Um estudante mineiro vive na vida real um drama que lembra o do protagonista do filme belga "Minha Vida em Cor de Rosa", em cartaz em São Paulo.
No filme, ganhador do Globo de Ouro de melhor produção estrangeira de 1997, um garoto de 7 anos acha que na verdade é uma menina e por isso acaba enfrentando problemas na escola.
Na vida real, o estudante D.M.S., 15 -homossexual, como ele se define-, está impedido de estudar em uma escola estadual no município de Araxá, no Triângulo Mineiro.
A direção da tradicional escola Vasco Santos, a mais antiga da cidade, se recusa a aceitar a matrícula do aluno para este ano sob alegação de indisciplina.

Opção sexual
Para o adolescente, que estuda na escola há três anos, sua "expulsão" se deve exclusivamente à sua "opção sexual".
Carismático, ele é uma espécie de líder para os demais alunos.
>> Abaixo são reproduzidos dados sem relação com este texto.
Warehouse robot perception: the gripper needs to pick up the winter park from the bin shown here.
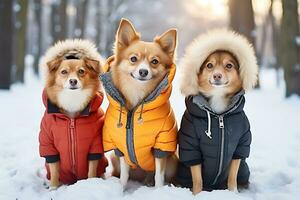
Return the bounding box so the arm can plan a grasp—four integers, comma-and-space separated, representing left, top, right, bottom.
0, 0, 300, 200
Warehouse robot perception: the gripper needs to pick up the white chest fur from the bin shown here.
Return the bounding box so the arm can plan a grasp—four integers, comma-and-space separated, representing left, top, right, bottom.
58, 89, 92, 114
209, 88, 229, 113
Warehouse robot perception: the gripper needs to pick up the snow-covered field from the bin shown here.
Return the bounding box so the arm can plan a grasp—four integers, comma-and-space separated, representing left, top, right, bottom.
0, 70, 300, 200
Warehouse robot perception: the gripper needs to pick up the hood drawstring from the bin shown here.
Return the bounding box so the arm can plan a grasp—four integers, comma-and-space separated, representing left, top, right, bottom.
205, 111, 212, 139
138, 102, 144, 124
117, 104, 123, 128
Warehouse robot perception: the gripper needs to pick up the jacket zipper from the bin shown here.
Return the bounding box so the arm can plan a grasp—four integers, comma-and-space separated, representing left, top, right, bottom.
213, 115, 225, 185
70, 119, 76, 174
126, 110, 137, 164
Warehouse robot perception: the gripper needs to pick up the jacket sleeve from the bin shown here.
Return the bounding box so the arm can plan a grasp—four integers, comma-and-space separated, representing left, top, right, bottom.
154, 111, 177, 158
178, 110, 202, 166
102, 125, 116, 152
232, 128, 252, 159
88, 134, 103, 160
39, 115, 59, 163
88, 115, 104, 160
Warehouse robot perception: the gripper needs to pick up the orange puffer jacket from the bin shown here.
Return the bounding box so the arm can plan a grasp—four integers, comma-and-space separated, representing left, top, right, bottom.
101, 57, 177, 171
39, 91, 107, 184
Seus feitos são conhecidos pelos estudantes de toda a escola.
"É um líder negativo", define a diretora, Onilda Soares, 46.
Os atos apontados pela direção como provas da indisciplina do garoto na escola decorrem de sua opção sexual.
Ele já frequentou aula usando calcinha e sutiã, baixou a calça diante dos colegas, desafiou professores, brigou com garotas e chegou a gritar que estava "menstruado" em sala de aula.

Ficção
"Ele cria uma ficção e se coloca como um personagem", diz a diretora.
Todas essas passagens estão registradas no livro de ocorrências da escola e servem como prova para a diretora justificar sua decisão de afastá-lo.
Olinda recebe o apoio de professores e funcionários. "Aqui ele não estuda mais."
As anotações de professores e da orientadora pedagógica da escola nas ocorrências quase sempre fazem referência à opção sexual de D.M.S.
Ao encaminhar o garoto para avaliação psicológica, em junho do ano passado, a diretora escreveu: "Ele destoa dos demais, querendo se mostrar para os moços, fazendo questão de frisar que é mulher, inclusive fazendo convites imorais para os colegas".

Transferência
Por causa de seu comportamento, D.M.S. foi transferido três vezes de turma no ano passado.
A diretora sugere que ele seja transferido de escola. Ela diz ter arrumado uma vaga em outra escola, mas o aluno se recusa a ficar longe dos amigos.
"Isso aqui é minha vida. É o lugar onde passo os melhores momentos", afirma D.M.S.
Ele sustenta com convicção que está sendo vítima de preconceito. "Tem gente muito mais bagunceira que eu que continua na escola", afirma.
Quando soube da decisão da diretora de separar os alunos por sexo em salas de aula este ano, D.M.S. reagiu, dizendo não haver sala onde ele pudesse estudar.
Segundo a diretora, a divisão por sexo é um teste para buscar melhor rendimento dos alunos.
A Secretaria da Educação do Estado de Minas Gerais diz não ter informações sobre o caso de D.M.S. e afirma que só poderá se pronunciar se houver denúncia formal.